Personal loan or home improvement loan? That is the problem.
We like to decorate our house.
There are stages in our lives, maybe we spent too much time looking at food and food or TLC, so we built a castle in the air and turned our kitchen into a chef's paradise. Or according to our main bathroom is just a shower away from the disaster. Because we really like the Italian tiles in our bathroom.
If so, then cheer, you are not alone. Recently, the Harvard University Housing Research Center has investigated and reported that the home furnishing industry should continue to record record spending in 2016. For many people, this means borrowing money to pay for well-planned home improvement and home décor plans. .
Now, a person is bought to face a difficult, difficult, and sometimes hypothetical problem.
So, which home improvement loan is right for you?
Many homeowners and housewives want to take advantage of the assets in their homes. But for some borrowers, home equity loans or home equity credit lines may be impossible or very practical. In this case, you should consider using a personal loan.

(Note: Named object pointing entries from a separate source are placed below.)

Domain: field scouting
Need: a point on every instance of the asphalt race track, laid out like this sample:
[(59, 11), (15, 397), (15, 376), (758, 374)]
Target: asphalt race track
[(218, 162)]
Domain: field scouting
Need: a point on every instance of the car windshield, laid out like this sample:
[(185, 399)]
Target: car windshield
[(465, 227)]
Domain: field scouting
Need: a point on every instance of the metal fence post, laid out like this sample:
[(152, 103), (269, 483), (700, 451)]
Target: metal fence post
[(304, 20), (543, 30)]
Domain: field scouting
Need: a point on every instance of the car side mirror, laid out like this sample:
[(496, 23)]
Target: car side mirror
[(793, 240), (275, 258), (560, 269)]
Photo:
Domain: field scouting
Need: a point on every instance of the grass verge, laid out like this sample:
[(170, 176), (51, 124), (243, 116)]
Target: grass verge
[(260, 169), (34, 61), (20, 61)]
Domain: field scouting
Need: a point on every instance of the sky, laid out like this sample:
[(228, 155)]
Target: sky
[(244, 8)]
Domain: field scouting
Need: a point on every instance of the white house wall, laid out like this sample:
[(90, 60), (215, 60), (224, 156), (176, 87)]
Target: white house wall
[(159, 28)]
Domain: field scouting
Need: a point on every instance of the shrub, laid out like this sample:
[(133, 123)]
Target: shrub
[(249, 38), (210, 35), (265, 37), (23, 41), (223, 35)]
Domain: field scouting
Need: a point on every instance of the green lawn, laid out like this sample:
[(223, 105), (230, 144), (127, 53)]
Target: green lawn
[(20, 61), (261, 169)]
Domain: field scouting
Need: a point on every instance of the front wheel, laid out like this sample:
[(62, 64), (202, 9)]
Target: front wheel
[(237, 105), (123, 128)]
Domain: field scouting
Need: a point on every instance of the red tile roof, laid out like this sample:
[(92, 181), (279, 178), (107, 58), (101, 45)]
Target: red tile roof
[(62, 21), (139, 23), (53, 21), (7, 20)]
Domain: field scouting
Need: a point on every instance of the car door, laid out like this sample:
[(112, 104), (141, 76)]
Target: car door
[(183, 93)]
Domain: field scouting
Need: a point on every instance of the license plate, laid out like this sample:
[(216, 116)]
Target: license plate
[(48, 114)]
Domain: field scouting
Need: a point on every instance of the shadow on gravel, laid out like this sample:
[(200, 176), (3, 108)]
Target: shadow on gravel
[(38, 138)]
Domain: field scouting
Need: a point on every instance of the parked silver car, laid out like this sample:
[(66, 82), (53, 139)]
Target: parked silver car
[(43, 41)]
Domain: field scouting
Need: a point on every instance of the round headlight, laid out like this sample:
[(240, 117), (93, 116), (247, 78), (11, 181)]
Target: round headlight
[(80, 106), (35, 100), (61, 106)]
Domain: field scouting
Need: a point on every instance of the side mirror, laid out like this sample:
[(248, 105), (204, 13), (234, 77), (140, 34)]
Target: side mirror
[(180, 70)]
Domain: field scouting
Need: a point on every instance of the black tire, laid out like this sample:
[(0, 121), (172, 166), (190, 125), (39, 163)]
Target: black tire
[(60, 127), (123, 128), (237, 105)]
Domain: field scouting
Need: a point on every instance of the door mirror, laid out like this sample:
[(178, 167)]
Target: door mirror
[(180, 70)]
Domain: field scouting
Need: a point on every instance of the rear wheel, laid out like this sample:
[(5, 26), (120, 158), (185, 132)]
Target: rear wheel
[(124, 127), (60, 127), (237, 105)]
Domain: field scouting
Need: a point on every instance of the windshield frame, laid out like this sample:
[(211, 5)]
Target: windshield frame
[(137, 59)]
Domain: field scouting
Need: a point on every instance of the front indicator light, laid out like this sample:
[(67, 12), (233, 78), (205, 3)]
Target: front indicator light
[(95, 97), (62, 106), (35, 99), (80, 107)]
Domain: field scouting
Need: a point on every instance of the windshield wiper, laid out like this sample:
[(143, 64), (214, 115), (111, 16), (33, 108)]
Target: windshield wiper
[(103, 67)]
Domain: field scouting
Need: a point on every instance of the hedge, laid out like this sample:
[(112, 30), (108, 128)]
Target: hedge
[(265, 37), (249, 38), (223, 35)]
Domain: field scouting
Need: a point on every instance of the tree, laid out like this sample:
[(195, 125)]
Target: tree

Although it is well known that people can use personal loans for a variety of reasons, there are some reasons why personal loans can outperform home equity loans in terms of renewal loans, specifically.
The application process for personal loans is usually very simple and very simple. Your own financial situation – for example, your credit history and perceived ability; this is usually the main determinant of whether you can get a loan, the exact amount, and if so, at what rate. Some personal loans even boast that there is no original fee.
However, on the other hand, home equity loans or home improvement loans are similar to applying for a mortgage [in fact, home equity loans are sometimes referred to as second mortgages]. How much you can borrow depends on several factors, including the value of your home. Because you can only borrow the benefits you already have [that is, the difference between your home value and your mortgage], you may need to arrange – and pay – a home assessment.
Let us now look at the housing improvement loan situation. With a home equity loan or a home improvement loan, you can only borrow the equity you own – as a new homeowner, there may not be much. You may not have enough time to cut your mortgage, and the market has not raised the price of your home. No matter how much equity you have, personal loans can help you start a home improvement. Therefore, this is a benefit of using housing to improve loans.
With a home equity loan, you use the home as a mortgage, which means that failure to repay may result in foreclosure of your home. While failing to pay for your personal loan can be risky [such as damaging your credit and credit score], it is not tied directly to the head, like a gun on your head. Therefore, using personal loans is better and safer.
So, if we decide which one is better, safer and more appropriate?
Personal loans may not be suitable for every borrower seeking a home improvement loan. For example, if you have a large equity at home and want to borrow a lot of money, you can save money by lowering the interest rate on home equity loans. In addition, in some cases, interest on home equity loans and credit lines can be tax deductible; however, personal loans are clearly not the case.
On the other hand, personal loans make sense for these types of customers: –
• The nearest buyer.
• Small home renovation loans [for example, bathroom or kitchen instead of full renovation]
• Borrowers in lower home value markets [if your home value has barely changed since it was moved in, you may not have much equity available for home equity loans].
• For those who value easy and fast.
• Borrowers with good credit and cash flow.
While home equity loans and credit lines are a good source of home renovation funds, if you have established equity at home, if you are a new homeowner and need to take care of a home loan, a personal loan may be a better option. Some updates make your new home just right and perfect.
Finally, we conclude that personal loans are a better option than housing improvement loans.